India suspends 39 import licenses for refined palm oil: Report
The suspension could reduce India’s palm oil imports in the next few months and pressure Malaysian palm oil futures, but could lift shipments of soyoil and sunflower oil.Updated: May 12, 2020 13:43 IST
India has suspended 39 licences to import 452,303 tonnes of refined palm oil after a surge in duty-free purchases from neighbours such as Nepal and Bangladesh which are not key producers, government and trade sources told Reuters.
The suspension could reduce India’s palm oil imports in the next few months and pressure Malaysian palm oil futures, but could lift shipments of soyoil and sunflower oil.
“All these 39 licences for import of refined palm oil will be immediately put under suspension,” the government said in circular seen by Reuters on Monday.
India, the world’s biggest importer of edible oil, put refined palm oil and palmolein on a list of restricted items on Jan. 8, although New Delhi later issued licences to import refined palmolein.
Palm oil imports from Nepal jumped 314% to 189,078 tonnes in the fiscal year ending on March 31, while purchases from Bangladesh jumped 500%, the government said in the circular.

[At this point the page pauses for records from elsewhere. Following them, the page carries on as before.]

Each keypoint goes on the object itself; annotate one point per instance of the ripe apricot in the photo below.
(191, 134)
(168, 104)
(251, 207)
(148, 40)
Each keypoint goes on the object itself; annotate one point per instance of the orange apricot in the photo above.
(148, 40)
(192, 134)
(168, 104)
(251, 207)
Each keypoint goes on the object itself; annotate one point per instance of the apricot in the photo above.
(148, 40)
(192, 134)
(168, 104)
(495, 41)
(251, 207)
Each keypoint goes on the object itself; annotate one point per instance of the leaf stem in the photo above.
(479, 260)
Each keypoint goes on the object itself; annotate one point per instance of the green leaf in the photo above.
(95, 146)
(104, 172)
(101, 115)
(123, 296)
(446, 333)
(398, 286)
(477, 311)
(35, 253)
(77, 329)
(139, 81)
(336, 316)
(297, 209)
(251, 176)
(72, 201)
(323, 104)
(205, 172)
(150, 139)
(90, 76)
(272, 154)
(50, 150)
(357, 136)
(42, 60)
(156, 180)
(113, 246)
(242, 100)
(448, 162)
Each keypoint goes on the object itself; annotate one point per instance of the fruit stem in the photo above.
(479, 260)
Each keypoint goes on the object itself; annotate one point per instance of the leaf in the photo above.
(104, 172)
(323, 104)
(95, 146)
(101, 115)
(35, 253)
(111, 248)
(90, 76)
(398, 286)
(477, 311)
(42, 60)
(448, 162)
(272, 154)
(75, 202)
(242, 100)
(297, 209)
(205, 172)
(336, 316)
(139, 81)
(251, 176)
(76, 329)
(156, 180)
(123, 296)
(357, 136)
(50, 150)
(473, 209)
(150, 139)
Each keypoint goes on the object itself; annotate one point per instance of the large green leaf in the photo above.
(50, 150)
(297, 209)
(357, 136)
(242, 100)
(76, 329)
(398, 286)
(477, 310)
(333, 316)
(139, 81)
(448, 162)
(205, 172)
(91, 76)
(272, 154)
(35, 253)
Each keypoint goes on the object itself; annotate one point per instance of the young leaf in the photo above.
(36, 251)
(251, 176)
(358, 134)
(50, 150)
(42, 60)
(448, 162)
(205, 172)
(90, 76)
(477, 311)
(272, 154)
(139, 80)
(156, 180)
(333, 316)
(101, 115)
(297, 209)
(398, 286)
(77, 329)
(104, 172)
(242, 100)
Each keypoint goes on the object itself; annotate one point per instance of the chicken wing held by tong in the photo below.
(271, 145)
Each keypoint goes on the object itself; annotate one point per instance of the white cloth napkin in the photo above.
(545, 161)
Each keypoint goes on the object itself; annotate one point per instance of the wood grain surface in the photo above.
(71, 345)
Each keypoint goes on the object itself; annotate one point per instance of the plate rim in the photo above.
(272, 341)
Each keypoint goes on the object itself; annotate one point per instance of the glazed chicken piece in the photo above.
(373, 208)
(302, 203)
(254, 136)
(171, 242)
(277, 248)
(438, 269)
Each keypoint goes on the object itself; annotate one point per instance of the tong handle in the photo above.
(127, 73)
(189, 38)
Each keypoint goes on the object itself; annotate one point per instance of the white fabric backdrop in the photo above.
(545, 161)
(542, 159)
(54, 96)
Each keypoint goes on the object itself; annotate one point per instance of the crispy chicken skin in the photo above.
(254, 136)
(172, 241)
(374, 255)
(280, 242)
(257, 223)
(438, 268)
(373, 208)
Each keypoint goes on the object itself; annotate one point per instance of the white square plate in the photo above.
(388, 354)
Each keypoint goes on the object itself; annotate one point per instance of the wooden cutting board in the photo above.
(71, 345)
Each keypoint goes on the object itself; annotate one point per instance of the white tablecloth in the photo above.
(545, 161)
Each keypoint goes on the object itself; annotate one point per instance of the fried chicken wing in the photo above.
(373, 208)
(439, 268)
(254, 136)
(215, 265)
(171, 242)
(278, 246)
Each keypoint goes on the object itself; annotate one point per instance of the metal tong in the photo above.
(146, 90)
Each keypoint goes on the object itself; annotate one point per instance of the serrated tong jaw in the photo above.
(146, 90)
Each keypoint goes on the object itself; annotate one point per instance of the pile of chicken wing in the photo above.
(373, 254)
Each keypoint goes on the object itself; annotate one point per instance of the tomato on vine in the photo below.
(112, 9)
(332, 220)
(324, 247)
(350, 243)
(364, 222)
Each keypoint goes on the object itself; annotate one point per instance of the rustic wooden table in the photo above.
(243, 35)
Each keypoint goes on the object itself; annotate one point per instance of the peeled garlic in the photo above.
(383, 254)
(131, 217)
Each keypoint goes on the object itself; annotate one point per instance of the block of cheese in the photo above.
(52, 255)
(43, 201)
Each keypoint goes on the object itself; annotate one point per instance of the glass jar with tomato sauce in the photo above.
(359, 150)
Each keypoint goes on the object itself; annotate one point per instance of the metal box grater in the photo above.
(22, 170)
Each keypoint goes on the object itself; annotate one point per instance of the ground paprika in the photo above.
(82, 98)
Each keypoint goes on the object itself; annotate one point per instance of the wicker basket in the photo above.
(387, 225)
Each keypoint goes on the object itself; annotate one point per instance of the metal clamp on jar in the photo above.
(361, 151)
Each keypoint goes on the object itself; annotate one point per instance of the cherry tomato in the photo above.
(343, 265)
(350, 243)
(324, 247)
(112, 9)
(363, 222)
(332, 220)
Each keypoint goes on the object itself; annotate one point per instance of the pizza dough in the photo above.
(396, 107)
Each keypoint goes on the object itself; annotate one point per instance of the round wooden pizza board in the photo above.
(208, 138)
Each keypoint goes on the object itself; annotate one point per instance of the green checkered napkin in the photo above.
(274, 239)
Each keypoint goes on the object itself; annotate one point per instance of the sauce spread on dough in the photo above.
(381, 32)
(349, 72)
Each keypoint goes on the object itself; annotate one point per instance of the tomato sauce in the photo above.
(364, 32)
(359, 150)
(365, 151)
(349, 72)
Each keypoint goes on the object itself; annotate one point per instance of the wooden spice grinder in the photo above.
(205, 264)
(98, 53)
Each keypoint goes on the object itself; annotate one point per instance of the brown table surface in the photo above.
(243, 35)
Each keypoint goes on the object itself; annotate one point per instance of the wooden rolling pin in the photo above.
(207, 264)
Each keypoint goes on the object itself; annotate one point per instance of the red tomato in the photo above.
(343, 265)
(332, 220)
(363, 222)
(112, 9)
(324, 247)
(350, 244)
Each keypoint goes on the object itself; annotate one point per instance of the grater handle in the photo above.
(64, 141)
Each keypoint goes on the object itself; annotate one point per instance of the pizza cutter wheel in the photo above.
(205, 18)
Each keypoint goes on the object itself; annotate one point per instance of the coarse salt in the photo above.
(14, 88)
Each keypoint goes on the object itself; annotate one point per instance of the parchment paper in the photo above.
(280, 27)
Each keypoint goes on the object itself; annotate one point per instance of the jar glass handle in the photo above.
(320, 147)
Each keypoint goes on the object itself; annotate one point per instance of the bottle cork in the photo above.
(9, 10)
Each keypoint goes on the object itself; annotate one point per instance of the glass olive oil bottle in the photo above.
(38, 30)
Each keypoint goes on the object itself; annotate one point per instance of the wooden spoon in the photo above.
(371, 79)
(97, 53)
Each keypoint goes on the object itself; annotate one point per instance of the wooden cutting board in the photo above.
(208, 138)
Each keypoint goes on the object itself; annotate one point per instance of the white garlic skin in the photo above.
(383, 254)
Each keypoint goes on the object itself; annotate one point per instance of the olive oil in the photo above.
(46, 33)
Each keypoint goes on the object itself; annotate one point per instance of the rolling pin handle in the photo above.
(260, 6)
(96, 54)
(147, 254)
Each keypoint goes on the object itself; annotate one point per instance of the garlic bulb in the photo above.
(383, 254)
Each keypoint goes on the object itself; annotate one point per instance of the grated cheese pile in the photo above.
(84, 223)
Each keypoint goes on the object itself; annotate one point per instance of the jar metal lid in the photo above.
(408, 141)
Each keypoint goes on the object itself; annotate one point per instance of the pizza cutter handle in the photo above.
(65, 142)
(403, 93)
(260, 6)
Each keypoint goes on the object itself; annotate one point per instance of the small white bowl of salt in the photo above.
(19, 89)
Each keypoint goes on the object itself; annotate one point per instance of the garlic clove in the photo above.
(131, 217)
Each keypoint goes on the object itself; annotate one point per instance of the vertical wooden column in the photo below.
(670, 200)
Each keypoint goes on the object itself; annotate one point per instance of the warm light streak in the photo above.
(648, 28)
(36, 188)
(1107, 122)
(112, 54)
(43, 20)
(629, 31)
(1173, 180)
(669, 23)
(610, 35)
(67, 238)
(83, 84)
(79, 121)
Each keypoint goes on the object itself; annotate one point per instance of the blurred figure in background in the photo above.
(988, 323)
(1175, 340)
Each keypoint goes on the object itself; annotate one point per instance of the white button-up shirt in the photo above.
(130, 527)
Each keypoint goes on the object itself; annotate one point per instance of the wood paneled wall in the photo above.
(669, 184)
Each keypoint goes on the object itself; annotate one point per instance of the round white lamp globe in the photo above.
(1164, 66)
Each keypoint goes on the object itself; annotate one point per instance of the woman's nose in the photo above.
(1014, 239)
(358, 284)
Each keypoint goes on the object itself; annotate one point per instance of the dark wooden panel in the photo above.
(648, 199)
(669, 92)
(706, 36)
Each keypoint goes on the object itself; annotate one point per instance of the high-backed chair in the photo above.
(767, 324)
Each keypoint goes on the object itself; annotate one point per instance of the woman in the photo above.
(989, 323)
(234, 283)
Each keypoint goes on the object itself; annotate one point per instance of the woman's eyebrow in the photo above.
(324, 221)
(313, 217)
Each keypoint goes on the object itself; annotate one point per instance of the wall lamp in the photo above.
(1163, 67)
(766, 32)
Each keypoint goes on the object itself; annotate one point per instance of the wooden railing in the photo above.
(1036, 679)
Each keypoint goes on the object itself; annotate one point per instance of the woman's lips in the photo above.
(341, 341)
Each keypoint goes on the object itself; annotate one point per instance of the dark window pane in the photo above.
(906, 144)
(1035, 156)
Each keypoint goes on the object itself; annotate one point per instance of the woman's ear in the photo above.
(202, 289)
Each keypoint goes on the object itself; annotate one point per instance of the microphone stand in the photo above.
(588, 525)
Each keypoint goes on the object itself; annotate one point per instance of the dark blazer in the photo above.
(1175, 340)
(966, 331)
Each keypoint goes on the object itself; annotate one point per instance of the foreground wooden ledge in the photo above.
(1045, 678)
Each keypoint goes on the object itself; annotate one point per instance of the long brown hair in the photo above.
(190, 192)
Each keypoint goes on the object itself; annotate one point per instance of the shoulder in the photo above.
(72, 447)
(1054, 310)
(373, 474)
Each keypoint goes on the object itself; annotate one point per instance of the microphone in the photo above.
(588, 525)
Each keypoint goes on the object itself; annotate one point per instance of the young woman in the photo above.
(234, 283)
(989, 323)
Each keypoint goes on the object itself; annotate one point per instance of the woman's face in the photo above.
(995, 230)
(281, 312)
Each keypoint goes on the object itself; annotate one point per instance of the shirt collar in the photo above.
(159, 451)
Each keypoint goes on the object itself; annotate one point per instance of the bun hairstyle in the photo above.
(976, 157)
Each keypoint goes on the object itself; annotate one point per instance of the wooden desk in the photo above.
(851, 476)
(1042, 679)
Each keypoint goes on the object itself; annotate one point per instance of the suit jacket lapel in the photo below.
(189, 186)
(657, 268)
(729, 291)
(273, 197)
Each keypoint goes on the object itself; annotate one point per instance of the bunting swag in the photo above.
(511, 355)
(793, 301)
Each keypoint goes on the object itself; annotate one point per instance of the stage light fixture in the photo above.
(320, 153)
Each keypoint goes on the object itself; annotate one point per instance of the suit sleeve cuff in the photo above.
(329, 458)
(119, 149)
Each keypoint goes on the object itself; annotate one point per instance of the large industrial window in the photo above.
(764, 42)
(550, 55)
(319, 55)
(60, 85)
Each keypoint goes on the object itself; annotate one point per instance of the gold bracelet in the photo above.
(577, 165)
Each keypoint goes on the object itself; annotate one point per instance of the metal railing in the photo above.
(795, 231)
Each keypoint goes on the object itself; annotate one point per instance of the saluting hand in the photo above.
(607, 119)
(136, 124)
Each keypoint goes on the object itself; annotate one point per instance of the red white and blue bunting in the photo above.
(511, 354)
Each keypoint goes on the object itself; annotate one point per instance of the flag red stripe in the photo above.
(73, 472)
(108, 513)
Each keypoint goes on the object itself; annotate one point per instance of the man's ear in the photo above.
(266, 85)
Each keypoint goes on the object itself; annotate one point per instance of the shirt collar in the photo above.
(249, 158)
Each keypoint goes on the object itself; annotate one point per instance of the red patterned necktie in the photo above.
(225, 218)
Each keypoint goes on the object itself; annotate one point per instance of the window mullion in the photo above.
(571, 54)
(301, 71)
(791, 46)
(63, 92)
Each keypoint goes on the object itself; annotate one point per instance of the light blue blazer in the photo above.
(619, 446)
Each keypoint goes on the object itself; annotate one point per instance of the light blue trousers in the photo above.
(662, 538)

The shipments did not attract import tax as both nations are signatories, along with India, of the South Asian Free Trade Agreement (SAFTA) that created a free-trade zone in the region.
A rising flow of duty-free edible oils was disrupting trade in India and undermining government efforts to boost oilseed prices with higher import taxes, said Atul Chaturvedi, president of trade body the Solvent Extractors Association of India (SEA).
Of the suspended licences, 37 were issued to source the commodity from Bangladesh and Nepal, while two were issued for Indonesian origin, the government added.
Palm oil accounts for nearly two-thirds of India’s total imports of edible oil, mainly sourced from Indonesia and Malaysia.
Indian refiners have long opposed imports of refined palm oil, saying they hurt domestic refiners and oilseed growers.
The suspension is unlikely to cause a shortage of palm oil in Indian markets as consumption has fallen as much as 40% after a nationwide coronavirus lockdown, said Sudhakar Desai, president of the Indian Vegetable Oil Producers’ Association (IVPA).
India’s palm oil imports fell 46% in April from a year ago, provisional data from the SEA shows.
New Delhi received dozens of applications for licences to import refined palm oil after tweaking rules in April, said a government official, who declined to be identified as he was not allowed to speak to the media.
“The market has enough palm oil,” the official added. “We have decided not to allow any import of palm oil and not to give new licences.”